During the formative years of Jazz and Blues in America’s late 19th and early 20th centuries, Jacksonville was a major performance venue in this part of the country. Unfortunately, not much is known by the majority of our population because much of this history resides exclusively on the black side of town during the height of the Jim Crow era. Much of this scene took place in the area downtown know as “LaVilla.” With this in mind, here's a brief a look at a few “lost theaters” of LaVilla.
Little Savoy Theatre
From left to right: Robert Cole, James Weldon Johnson and John Rosamond Johnson. Image courtesy of http://songbook1.wordpress.com/fx/si/african-american-musical-theater-1896-1926/shuffle-along1921-mills-hall-galleries/
Walter O'Toole, owner of Bridge Street's O'Toole's Saloon, opened the Little Savoy Theatre at 610 West Forsyth Street on October 3, 1904. O'Toole promoted the Little Savoy as the "handsomest and coziest little theatre for colored performers in the South." Although it remained in business for only two months, the Savoy’s stock companies staged entertainments shared a diverse bill with originally written dramatic sketches and vocal performances.

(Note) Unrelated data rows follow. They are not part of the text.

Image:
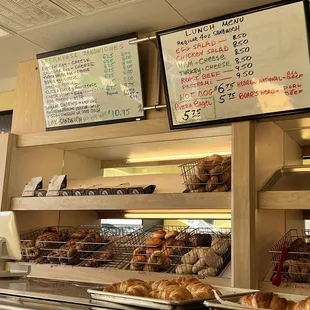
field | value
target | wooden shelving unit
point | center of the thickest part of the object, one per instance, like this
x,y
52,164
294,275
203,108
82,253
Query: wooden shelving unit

Entertainment included several dramatic sketches and vocal performances of Bob Cole and John Rosamond Johnson compositions. Although LaVilla's Little Savoy Theatre didn't last long, Cole and Johnson would go on to tour America and Europe with their act. Two of their most successful musicals were The Shoo-Fly Regiment (1906) and The Red Moon (1908). In addition, Rosamond would go on to become a featured player in the first performance by an all-black cast on Broadway.
By 1913, the building that housed Walter O'Toole's Little Savoy Theatre had become a LaVilla pool hall. Today, this site is the drive through lanes for Wells Fargo at Broad and Forsyth Streets.